Autor: Herbst C.T., Schutte H.K., Bowling D.L., Švec J.G.Published: Journal of Voice 31(4), 401-409Year: 2017

The electroglottographic (EGG) contact quotient (CQegg), an estimate of the relative duration of vocal fold contact per vibratory cycle, is the most commonly used quantitative analysis parameter in EGG. The purpose of this study is to quantify the CQegg’s relation to the closed quotient, a measure more directly related to glottal width changes during vocal fold vibration and the respective sound generation events.
Thirteen singers (six females) phonated in four extreme phonation types while independently varying the degree of breathiness and vocal register.
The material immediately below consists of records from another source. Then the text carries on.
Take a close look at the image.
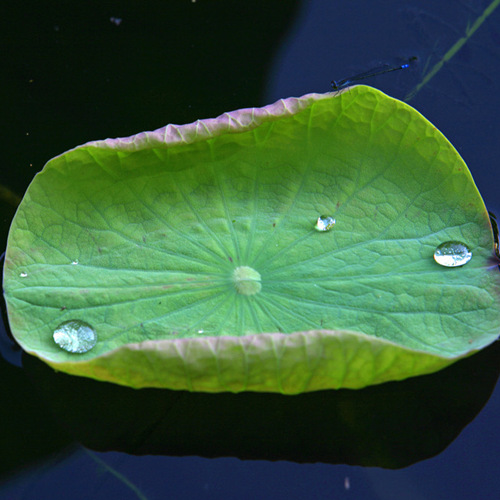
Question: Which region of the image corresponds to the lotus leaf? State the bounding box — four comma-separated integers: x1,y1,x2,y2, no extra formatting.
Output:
3,86,499,393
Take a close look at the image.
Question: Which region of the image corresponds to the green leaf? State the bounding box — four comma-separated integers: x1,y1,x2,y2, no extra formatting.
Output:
3,86,499,393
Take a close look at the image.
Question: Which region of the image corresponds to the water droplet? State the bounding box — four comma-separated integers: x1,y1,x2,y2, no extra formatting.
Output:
19,272,28,278
315,215,336,232
197,329,204,334
72,260,79,265
53,320,97,353
232,266,262,295
434,241,472,267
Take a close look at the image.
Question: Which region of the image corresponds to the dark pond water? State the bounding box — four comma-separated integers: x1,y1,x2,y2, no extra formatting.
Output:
2,1,500,498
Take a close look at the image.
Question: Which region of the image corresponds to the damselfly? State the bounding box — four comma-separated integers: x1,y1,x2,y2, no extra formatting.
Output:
331,57,417,90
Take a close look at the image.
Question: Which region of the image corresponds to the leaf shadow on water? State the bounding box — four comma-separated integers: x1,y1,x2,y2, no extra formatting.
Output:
14,340,500,471
0,355,74,480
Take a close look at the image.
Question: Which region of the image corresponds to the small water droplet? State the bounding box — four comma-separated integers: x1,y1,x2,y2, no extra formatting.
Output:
20,272,28,278
434,241,472,267
197,329,204,334
53,320,97,353
72,260,79,265
315,215,336,232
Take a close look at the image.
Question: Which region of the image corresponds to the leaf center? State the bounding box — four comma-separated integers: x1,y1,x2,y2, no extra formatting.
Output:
232,266,262,296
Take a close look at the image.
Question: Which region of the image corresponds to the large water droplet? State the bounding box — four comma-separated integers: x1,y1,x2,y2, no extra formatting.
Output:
315,215,336,232
434,241,472,267
53,320,97,353
232,266,262,295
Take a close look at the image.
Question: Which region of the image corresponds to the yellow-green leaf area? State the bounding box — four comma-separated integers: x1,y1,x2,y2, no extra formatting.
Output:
3,86,499,393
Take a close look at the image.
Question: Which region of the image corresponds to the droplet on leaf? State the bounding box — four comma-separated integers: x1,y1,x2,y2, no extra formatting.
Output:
53,320,97,353
314,215,336,232
434,241,472,267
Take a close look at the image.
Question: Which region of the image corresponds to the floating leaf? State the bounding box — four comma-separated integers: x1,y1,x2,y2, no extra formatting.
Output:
3,86,499,393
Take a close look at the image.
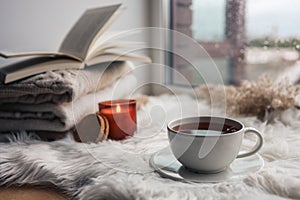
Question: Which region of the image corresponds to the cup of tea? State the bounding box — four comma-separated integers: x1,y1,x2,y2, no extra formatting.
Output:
167,116,263,173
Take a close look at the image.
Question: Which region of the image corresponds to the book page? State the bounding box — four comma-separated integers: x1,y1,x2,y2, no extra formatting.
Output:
89,29,142,55
86,7,125,58
86,42,145,60
59,4,121,60
86,52,151,66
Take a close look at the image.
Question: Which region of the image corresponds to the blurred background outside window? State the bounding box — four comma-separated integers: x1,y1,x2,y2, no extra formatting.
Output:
171,0,300,86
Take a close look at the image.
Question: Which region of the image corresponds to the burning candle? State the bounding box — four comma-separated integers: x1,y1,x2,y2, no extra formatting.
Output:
98,99,136,140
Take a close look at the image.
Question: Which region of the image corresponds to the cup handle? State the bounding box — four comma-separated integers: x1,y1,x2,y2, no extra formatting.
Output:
237,127,263,158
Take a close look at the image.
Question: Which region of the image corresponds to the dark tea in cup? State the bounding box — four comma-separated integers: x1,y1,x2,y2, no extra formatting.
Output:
172,122,239,135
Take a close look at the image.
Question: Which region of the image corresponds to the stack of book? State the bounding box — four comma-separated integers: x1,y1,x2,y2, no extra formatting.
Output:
0,4,150,140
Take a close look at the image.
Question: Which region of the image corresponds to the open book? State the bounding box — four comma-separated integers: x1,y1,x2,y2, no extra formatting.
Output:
0,4,151,84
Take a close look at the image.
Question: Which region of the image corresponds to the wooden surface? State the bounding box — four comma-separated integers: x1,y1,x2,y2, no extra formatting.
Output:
0,187,68,200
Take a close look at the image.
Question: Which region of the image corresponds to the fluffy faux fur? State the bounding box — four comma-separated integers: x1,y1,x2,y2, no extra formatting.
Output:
0,95,300,200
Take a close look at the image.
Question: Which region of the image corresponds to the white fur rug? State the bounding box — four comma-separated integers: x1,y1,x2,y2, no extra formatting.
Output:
1,94,300,200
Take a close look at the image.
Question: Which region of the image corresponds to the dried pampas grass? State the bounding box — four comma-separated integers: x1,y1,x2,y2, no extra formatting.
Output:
195,76,300,121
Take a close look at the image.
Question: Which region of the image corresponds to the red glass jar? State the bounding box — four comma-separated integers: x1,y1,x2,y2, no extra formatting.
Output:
98,99,136,140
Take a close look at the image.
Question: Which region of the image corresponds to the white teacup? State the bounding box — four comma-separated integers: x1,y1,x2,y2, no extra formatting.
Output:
167,116,263,173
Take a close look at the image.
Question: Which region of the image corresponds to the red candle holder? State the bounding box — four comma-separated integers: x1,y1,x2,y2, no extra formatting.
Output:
98,99,137,140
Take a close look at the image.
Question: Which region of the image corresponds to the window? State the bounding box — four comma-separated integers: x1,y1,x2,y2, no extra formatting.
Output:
170,0,300,86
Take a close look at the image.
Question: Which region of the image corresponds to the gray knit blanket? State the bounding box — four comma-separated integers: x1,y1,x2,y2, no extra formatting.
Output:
0,61,133,104
1,95,300,200
0,74,136,132
0,61,135,132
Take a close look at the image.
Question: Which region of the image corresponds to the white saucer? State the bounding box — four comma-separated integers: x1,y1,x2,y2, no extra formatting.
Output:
150,147,264,183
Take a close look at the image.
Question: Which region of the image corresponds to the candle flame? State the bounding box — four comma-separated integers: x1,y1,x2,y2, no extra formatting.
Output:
116,104,121,113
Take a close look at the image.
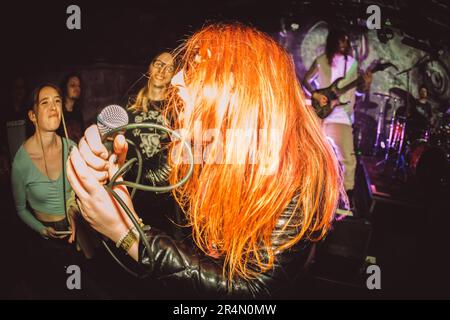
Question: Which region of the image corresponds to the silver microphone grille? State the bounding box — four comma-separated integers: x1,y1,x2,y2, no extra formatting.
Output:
97,105,129,137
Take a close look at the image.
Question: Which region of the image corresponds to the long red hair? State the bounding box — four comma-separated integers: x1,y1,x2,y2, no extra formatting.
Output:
165,23,342,281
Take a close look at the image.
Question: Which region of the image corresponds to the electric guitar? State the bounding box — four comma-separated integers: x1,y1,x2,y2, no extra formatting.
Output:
311,60,396,119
EGG recordings were complemented by simultaneous videokymographic (VKG) endoscopy, which allows for calculation of the VKG closed quotient (CQvkg). The CQegg was computed with five different algorithms, all used in previous research.
All CQegg algorithms produced CQegg values that clearly differed from the respective CQvkg, with standard deviations around 20% of cycle duration. The difference between CQvkg and CQegg was generally greater for phonations with lower CQvkg. The largest differences were found for low-quality EGG signals with a signal-to-noise ratio below 10 dB, typically stemming from phonations with incomplete glottal closure. Disregarding those low-quality signals, we found the best match between CQegg and CQvkg for a CQegg algorithm operating on the first derivative of the EGG signal.
These results show that the terms “closed quotient” and “contact quotient” should not be used interchangeably. They relate to different physiological phenomena. Phonations with incomplete glottal closure having an EGG signal-tonoise ratio below 10 dB are not suited for CQegg analysis.